A mesma intenção Mística explica igualmente que os primeiros cristãos tivessem querido consagrar o tempo. Assinalar com festas e preces o ano, o mês e a semana é fazer passar para a imortalidade aquilo que a nossa vida tem de mais perecível; é, de alguma forma, estabelecer uma relação imediata entre a nossa natureza, ligada ao efêmero, e a ordem Sobrenatural da Eternidade Divina. É preciso consagrar o tempo, como é preciso consagrar a vida, como é preciso dar tudo ao Senhor!

A semana ordena-se então em volta do domingo, dia da Ressurreição, que se torna o seu ponto de partida. Da mesma maneira, retomando a tradição judaica dois jejuns (o jejum consistia na abstenção de todo alimento e de toda a bebida até a Hora Nona, Isto é, até o meio da tarde. O jejum da sexta-feira assinalava a comemoração da morte de Cristo; o da quarta-feira talvez espiasse a traição de Judas. Aos jejuns da semana acrescentaram-se jejuns anuais que precediam a Páscoa; foram fixados em 40 dias, em memória do jejum que Cristo fez no deserto. Esta é a origem — que data do século I — da nossa Quaresma. Vemos claramente a substituição do jejum judaico pelo jejum cristão). Mas deslocando-os para evitar confusões, a quarta e a sexta feira lembram aos fiéis a necessidade da Penitência, e o sábado, conservando alguma coisa do antigo Sabbath, é um dia de preparação para a glória do domingo. Pouco a pouco, o ano inteiro é organizado dentro de um ciclo litúrgico que consagra a Deus todos os meses, todas as estações, todos os dias. No começo parece existir apenas uma grande festa: a da Páscoa para qual converge o tempo, que culmina com a ressurreição; mas bem depressa, antes do século IV, outros episódios da vida de Cristo impõe comemorações particulares. Tais são Sobretudo o nascimento Divino, que será lembrado desde época muito antiga, em datas variáveis; e o Pentecostes, antiga festa judaica tornada Cristã, comemorando a descida do Espírito Santo sobre os Apóstolos.

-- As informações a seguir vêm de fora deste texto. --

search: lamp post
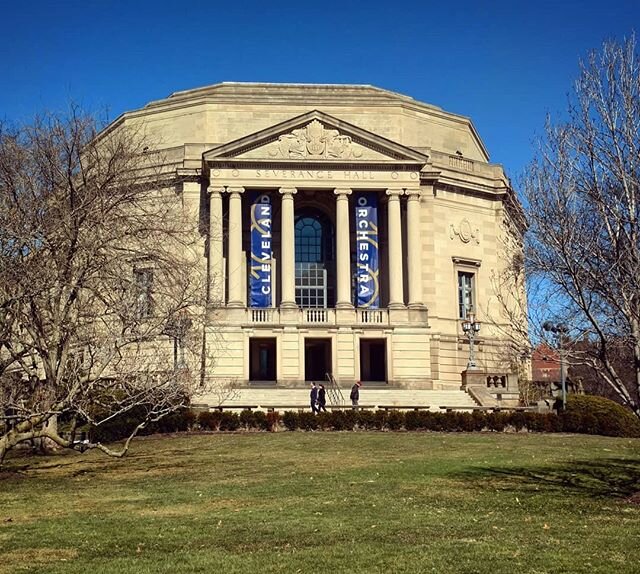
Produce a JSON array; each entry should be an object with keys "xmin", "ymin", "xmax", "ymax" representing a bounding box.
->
[
  {"xmin": 164, "ymin": 312, "xmax": 192, "ymax": 371},
  {"xmin": 462, "ymin": 310, "xmax": 481, "ymax": 369},
  {"xmin": 543, "ymin": 321, "xmax": 568, "ymax": 410}
]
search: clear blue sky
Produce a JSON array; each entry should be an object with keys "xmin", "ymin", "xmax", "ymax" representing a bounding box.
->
[{"xmin": 1, "ymin": 0, "xmax": 637, "ymax": 180}]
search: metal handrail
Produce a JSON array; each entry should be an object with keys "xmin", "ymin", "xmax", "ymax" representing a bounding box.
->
[{"xmin": 325, "ymin": 372, "xmax": 345, "ymax": 406}]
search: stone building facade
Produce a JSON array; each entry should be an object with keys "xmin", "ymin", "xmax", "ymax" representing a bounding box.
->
[{"xmin": 112, "ymin": 83, "xmax": 524, "ymax": 390}]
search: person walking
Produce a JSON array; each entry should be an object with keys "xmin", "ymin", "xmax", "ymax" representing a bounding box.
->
[
  {"xmin": 350, "ymin": 381, "xmax": 362, "ymax": 407},
  {"xmin": 317, "ymin": 384, "xmax": 327, "ymax": 412},
  {"xmin": 310, "ymin": 382, "xmax": 319, "ymax": 414}
]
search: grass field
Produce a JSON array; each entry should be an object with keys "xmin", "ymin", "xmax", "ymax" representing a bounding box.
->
[{"xmin": 1, "ymin": 432, "xmax": 639, "ymax": 574}]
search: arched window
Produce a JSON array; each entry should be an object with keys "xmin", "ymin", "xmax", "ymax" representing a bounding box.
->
[
  {"xmin": 295, "ymin": 216, "xmax": 324, "ymax": 263},
  {"xmin": 294, "ymin": 209, "xmax": 334, "ymax": 307}
]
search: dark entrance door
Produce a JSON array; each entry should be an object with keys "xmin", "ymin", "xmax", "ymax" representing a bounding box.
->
[
  {"xmin": 249, "ymin": 338, "xmax": 277, "ymax": 382},
  {"xmin": 360, "ymin": 339, "xmax": 387, "ymax": 382},
  {"xmin": 304, "ymin": 338, "xmax": 332, "ymax": 381}
]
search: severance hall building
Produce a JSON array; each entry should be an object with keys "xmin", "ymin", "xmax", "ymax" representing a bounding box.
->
[{"xmin": 118, "ymin": 83, "xmax": 523, "ymax": 392}]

Assim, toda a existência do Cristão se encontra iluminada. Começou pelo batismo e pelas suas grandes cerimônias, com as quais se faz a profissão de fé; vai continuar de um extremo ao outro, balizada pela oração, orientada para Deus, marcada como um símbolo Perpétuo que faz dela as Primícias da eternidade; e quando ela acaba, é ainda a oração que acompanha o Cristão morto ao limiar das felicidades eternas. O enterro, como todo o resto, é um ato Cristão, e torna-se alegria porque a alma atingiu o seu fim. Sobre esse corpo lavado e ataviado, entoavam-se ainda as últimas preces, tiradas dos Versículos dos Salmos: “fazei-me ouvir uma palavra de gozo e de alegria, para que exultem os ossos triturados (Salmo 50). “Vós Sois o meu asilo, das angústias me preservareis” (Salmo 31). ” Ainda que eu ande pelo vale da sombra da morte, não temerei mal nenhum, porque vós estais comigo, Senhor” (Salmo 22).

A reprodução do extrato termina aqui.